Explain the use of Calcium channel blockers to treat hypertrophic cardiomyopathy? Avoid use of?

A

(1) May also be of value in the treatment of obstructive myopathy.
(2) Verapamil has been the calcium channel blocker used most frequently due to its minimal effect on afterload.
(3) Have been shown to improve left ventricular relaxation (improved compliance).
(4) Avoid the use of dihydropyradines (e.g., amlodipine) since vasodilating properties may actually worsen outflow tract obstructions; Verapamil has also been reported to worsen failure in a subset of patients with congestive heart failure and precipitate acute pulmonary edema; particularly in patients with severe obstruction.

35
Q

Explain the use of Disopramide in treating hypertrophic cardiomyopathy?

A

(1) Negative inotropic properties will often abolish the gradient (if not severe) or markedly reduced gradient (if severe) as demonstrated in the Catheterization Lab.
(2) Most effective agent with obstruction at rest.
(3) Usually added to beta-blocker and / or verapamil

36
Q

Explain the use of digitalis in treating hypertrophic cardiomyopathy? Contra-indicated?

A

(1) Contraindicated in the hyperdynamic phase of the disease when obstruction is present and the left ventricular cavity is small.
2) In the end stages of the disease when ventricular dilatation has occurred, standard therapy for congestive heart failure (e.g., digitalis and diuretics) may be beneficial.

37
Q

Other treatments for hypertrophic cardiomyopathy?

A
  1. Dual-chamber pacing
  2. Chemical septal ablation
  3. Surgical Therapy.
    a.
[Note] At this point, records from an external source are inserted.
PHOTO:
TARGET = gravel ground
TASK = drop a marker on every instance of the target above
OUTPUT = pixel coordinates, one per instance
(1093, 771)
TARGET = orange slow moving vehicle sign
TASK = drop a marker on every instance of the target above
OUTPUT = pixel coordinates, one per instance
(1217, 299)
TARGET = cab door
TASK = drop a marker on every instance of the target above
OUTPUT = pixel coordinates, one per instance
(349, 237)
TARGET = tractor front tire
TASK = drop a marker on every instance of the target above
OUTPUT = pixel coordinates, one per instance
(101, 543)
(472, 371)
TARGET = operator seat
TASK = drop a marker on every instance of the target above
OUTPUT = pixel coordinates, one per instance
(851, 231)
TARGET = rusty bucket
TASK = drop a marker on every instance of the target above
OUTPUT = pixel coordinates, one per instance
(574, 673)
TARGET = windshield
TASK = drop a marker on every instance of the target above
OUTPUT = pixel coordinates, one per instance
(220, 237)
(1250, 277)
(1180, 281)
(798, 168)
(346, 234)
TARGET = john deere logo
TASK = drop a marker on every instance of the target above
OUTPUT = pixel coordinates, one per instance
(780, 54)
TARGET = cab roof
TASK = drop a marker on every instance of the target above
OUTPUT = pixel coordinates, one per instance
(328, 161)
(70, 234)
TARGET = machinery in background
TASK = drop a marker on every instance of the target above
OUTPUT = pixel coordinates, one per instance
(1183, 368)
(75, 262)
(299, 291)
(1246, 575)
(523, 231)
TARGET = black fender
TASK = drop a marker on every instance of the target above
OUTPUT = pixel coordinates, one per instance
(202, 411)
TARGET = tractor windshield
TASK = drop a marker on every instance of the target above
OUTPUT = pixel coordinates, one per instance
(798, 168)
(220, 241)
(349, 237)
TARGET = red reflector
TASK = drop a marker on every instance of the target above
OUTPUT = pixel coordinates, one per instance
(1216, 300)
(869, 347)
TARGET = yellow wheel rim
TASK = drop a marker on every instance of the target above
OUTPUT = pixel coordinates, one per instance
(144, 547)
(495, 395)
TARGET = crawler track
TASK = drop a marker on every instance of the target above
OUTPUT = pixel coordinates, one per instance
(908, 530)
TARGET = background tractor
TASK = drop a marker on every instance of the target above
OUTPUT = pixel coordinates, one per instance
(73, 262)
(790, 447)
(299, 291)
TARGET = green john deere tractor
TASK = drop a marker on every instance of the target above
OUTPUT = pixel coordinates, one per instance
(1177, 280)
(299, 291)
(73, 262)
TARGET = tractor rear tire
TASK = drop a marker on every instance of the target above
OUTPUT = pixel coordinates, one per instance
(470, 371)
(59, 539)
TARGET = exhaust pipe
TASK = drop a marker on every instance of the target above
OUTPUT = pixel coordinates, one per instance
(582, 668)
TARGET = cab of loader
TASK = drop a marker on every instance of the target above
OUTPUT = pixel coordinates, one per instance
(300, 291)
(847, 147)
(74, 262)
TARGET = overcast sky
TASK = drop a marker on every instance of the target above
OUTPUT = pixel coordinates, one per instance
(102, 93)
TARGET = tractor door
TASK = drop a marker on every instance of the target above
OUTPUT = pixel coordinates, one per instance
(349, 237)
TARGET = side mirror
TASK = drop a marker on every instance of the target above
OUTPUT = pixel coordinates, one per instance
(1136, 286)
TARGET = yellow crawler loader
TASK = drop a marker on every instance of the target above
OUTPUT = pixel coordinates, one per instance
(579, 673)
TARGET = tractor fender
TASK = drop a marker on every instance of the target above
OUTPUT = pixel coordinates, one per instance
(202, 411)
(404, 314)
Improvement of subset of severely symptomatic patients but has not been shown to prevent sudden cardiac death and natural history.
    b. Myectomy – surgical reduction of the thickness of the left ventricular septum has been shown to be useful in relieving the outflow gradient and symptoms in those patients who have not responded to medical therapy.
    c. Mitral valve replacement – occasionally indicated for a severe mitral insufficiency due to distortion of valve from the myocardial hypertrophy.